Kitutu Chache South Anthony Kibagendi took on the PS accusing them of denying patients the opportunity to seek health services abroad.
Inherited debt
Mogotio MP Reuben Kiborek raised concerns that the capping of Sh500,000 for patients seeking treatment abroad is too low. Seme MP James Nyikal told the PS to ensure that they will review the capping set every year to reflect the market rate.
Meanwhile Kimtai told the MPs that SHA inherited Sh43 billion from the defunct National Health Insurance Fund (NHIF) in debts owed to healthcare providers and co-insurers.
Kimtai, in the document tabled, revealed that the Ministry of Public Service tops the list of defaulters to SHA with Sh15.54 billion in outstanding premiums as at January 8, 2025.
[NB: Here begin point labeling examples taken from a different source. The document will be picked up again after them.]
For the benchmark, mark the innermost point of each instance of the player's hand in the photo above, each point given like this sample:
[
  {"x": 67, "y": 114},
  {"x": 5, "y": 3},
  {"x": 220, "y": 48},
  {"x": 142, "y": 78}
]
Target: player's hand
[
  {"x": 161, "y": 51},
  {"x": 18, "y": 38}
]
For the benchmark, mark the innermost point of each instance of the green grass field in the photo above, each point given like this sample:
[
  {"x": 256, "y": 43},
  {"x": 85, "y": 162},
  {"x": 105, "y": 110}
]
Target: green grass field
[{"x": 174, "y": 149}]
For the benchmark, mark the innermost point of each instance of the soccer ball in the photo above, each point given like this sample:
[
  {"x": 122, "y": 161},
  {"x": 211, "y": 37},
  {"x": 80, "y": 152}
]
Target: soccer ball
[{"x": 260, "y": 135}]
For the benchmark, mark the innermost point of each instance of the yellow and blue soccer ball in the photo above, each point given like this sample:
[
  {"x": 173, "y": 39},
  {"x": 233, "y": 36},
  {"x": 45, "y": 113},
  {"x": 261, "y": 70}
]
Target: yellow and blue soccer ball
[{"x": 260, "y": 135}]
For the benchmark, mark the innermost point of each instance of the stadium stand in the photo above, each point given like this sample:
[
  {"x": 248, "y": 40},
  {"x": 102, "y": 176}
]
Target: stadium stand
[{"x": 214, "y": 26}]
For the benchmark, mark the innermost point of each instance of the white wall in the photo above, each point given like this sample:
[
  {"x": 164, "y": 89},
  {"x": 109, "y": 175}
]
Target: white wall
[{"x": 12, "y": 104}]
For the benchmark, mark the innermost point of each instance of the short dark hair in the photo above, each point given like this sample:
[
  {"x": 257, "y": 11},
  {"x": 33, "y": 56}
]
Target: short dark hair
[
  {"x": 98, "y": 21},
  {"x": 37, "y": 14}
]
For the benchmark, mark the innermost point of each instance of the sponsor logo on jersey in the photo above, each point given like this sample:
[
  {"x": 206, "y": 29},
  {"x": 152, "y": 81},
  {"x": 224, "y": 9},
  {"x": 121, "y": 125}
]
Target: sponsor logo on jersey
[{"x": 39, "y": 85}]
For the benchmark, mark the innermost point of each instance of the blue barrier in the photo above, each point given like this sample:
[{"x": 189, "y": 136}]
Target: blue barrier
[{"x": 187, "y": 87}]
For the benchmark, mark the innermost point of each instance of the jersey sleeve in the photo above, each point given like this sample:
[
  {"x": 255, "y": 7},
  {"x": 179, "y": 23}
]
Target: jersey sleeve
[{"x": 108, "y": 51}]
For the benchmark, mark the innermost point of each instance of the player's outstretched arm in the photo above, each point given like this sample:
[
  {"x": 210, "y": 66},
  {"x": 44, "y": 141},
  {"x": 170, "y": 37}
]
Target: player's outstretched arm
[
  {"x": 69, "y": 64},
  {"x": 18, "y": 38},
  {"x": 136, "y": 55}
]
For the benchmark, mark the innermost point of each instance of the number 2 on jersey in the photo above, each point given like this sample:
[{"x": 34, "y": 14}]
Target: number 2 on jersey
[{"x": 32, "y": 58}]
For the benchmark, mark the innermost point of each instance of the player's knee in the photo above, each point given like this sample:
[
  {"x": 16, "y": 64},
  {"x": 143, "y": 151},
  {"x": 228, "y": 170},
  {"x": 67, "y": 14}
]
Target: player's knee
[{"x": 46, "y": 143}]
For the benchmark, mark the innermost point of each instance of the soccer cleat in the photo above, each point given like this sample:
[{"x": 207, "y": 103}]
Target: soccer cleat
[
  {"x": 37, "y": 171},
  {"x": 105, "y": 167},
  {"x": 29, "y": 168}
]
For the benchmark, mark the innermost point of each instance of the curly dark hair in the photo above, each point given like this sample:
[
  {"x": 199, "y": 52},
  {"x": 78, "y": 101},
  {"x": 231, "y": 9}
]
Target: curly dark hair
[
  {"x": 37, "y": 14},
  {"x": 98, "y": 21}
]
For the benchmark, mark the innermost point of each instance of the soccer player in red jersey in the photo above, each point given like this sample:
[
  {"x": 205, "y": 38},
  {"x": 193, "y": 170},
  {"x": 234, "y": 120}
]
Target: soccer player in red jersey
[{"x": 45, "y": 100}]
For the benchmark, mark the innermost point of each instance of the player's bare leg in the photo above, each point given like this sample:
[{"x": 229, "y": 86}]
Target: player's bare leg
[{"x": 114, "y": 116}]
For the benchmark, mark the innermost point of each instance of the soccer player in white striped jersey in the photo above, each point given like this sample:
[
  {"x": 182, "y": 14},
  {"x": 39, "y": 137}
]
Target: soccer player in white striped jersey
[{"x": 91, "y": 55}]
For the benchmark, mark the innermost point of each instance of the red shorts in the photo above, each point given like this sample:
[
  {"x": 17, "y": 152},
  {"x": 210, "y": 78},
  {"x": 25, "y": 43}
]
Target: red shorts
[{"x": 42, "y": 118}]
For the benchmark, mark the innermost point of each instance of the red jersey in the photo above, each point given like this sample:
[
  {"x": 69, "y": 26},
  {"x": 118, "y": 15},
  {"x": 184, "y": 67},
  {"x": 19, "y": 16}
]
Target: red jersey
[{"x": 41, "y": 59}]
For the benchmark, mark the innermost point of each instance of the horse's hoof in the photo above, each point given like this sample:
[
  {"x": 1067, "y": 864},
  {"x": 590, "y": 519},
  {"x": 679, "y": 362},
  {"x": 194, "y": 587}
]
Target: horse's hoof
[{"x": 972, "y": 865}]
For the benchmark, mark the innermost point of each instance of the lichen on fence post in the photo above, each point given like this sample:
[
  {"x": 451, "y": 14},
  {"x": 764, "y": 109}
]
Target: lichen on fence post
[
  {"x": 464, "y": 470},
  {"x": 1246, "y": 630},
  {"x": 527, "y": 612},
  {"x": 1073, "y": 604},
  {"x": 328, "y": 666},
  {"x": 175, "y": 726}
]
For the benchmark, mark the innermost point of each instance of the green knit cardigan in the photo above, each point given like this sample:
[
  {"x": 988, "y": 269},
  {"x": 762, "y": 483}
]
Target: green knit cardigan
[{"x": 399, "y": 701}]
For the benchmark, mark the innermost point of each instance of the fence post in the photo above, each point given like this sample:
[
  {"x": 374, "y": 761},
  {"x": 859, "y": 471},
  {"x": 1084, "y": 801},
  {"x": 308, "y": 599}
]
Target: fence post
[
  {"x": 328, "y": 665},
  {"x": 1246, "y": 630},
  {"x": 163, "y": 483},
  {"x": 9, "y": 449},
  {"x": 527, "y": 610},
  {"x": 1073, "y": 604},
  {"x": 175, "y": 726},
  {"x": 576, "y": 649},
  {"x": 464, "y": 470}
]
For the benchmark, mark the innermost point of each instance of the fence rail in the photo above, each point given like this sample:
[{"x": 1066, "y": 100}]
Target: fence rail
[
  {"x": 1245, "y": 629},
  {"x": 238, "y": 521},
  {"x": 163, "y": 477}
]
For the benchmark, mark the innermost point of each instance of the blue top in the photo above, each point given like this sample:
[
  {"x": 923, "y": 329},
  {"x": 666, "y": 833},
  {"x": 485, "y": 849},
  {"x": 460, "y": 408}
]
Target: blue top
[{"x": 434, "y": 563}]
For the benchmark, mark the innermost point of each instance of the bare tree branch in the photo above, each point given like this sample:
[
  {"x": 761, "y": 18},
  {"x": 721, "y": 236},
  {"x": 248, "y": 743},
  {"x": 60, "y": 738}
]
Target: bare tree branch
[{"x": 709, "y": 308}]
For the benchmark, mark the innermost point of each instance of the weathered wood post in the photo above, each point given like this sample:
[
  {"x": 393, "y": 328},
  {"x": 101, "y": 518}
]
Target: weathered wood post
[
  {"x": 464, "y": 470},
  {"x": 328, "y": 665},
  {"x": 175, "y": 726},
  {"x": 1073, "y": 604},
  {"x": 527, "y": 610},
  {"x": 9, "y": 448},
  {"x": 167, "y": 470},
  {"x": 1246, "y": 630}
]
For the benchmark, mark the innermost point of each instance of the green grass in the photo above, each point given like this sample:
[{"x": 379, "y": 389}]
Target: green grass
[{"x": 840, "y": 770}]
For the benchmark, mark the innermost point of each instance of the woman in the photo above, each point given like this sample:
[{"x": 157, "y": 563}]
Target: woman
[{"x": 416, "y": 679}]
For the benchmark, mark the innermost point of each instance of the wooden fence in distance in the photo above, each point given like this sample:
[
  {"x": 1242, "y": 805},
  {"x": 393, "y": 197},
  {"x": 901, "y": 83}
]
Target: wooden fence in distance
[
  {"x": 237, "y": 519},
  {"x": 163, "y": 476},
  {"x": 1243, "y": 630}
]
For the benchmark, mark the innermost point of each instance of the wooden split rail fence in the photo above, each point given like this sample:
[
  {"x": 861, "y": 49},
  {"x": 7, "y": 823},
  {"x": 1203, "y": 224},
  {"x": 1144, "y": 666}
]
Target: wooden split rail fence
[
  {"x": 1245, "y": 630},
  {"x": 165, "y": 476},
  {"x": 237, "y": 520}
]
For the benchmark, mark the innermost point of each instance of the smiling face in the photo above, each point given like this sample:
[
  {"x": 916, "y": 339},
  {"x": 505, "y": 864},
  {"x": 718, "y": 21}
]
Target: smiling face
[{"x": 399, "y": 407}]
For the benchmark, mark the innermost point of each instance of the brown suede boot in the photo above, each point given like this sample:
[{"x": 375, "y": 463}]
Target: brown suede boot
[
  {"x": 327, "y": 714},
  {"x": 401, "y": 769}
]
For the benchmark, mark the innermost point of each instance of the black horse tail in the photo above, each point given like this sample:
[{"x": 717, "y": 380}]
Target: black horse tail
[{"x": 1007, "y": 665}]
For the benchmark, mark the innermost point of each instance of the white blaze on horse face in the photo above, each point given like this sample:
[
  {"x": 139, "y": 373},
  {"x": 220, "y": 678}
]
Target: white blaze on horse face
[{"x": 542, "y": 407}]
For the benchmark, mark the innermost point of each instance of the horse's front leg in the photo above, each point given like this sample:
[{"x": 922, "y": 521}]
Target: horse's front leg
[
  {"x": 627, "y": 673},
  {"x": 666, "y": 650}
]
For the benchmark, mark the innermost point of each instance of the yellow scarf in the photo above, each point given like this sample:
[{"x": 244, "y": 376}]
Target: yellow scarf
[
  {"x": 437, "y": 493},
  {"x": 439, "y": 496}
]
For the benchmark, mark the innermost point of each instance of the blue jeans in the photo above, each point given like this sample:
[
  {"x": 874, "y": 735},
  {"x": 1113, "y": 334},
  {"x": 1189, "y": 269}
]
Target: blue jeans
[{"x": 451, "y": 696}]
The Ministry of Interior has Sh1.64 billion in unremitted claims with the Ministry of Health at Sh8.4 billion. The unremitted premiums under the Ministry of Health include Universal Health Care (UHC) for indigents Sh4 billion and Linda Mama Sh2.12 billion.
There is also Health Insurance Subsidy Programmes (HISP) for Orphans and Vulnerable Children (OVCs) Sh1.42 billion, HISP for Older Persons and Persons with Severe Disability (OPPSD) Sh289.5 million and primary health care Sh375 million.